Hydrocarbons have been produced from the Grand Rapids oil sands for decades; however, large volumes still remain in place, mostly due to the extreme complexity of the reservoirs. Detailed examination of wireline logs and cores from 1127 wells within the 400 km2 Manatokan Field (Twp 62–63; Rge 4–5 W4M) are used to characterize the deposits, define the stratigraphic framework, establish the depositional architecture, and infer the mechanisms and parameters controlling the deposition of the formation. Twenty-one facies are identified based on detailed core analysis (sedimentology, ichnology, geochemistry), and are organized into five recurring facies associations: 1) wave-dominated shoreface deposits; 2) delta-influenced shoreface deposits; 3) interdistributary bay deposits; 4) marine-influenced fluvial deposits; and 5) coastal plain deposits. Shoreface deposits, which form correlatable 3–30 m-thick coarsening-up cycles, are classified as wave-dominated fluvial-influenced to fluvial-dominated wave-influenced, potentially tide-affected (Wft to Fwt).
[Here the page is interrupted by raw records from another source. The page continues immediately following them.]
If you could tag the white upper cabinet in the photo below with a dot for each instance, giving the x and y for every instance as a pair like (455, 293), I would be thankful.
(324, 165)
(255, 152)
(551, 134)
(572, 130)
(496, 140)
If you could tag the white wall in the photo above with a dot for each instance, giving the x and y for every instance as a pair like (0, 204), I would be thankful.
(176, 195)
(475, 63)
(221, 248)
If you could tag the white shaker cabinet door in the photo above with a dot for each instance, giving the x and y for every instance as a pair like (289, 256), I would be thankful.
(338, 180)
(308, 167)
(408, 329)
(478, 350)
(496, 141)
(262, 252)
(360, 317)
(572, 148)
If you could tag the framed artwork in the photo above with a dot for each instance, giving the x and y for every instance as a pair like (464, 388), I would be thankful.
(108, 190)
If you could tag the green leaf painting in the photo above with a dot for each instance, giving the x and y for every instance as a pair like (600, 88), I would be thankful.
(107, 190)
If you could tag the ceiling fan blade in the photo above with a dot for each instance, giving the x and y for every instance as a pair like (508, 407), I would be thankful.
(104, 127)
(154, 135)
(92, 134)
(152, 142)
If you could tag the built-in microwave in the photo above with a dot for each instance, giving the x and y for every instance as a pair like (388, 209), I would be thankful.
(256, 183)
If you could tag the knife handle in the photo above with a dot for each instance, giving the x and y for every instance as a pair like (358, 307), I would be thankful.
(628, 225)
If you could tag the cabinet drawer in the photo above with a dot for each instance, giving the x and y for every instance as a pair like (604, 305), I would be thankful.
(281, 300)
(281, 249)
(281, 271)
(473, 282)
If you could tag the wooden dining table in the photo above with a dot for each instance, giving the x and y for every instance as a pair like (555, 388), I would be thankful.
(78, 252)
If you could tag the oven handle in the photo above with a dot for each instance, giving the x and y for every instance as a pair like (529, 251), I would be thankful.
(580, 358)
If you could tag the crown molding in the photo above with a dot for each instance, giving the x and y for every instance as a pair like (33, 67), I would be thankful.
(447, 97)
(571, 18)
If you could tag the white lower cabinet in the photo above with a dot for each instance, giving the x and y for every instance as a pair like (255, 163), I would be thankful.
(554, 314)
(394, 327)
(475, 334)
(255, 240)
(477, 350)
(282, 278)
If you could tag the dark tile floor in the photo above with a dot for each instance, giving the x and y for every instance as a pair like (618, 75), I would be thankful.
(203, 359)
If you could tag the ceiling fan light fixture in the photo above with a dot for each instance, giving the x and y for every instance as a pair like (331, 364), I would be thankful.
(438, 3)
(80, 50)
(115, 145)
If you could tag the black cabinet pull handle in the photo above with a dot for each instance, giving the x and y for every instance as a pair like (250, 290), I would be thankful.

Marine-influenced fluvial deposits are mostly emplaced as point bars within 100–2000 m wide and 3–30 m deep fluvial bodies distributed within the strata.

The established stratigraphic framework subdivides the formation into 11 parasequences, 7 parasequence sets, 7 stratigraphic levels containing fluvial bodies and 2 depositional sequences capped by sequence boundaries. Those observations contrast with previous interpretations that recognized seven sequences boundaries capping each of the parasequence sets. However, stratigraphy of the Grand Rapids Formation is primarily controlled by eustacy: sequences and parasequence sets are primarily influenced by long-period moderate-amplitude (1.2–2.4 m.y.; 15–30 m) and short-period low-amplitude (0.4 m.y.; <10 m) glacio-eustatic sea-level cyclicity, respectively. Individual parasequences are likely controlled by short-period allocyclic (100 to 20 kyr climatic variations) and/or autocyclic parameters (delta lobe switching every 5 to 2 kyr) that affect regional and local sediment flux. These parameters and different timescales explain the peculiar distribution of reservoirs in the field with small and isolated geobodies.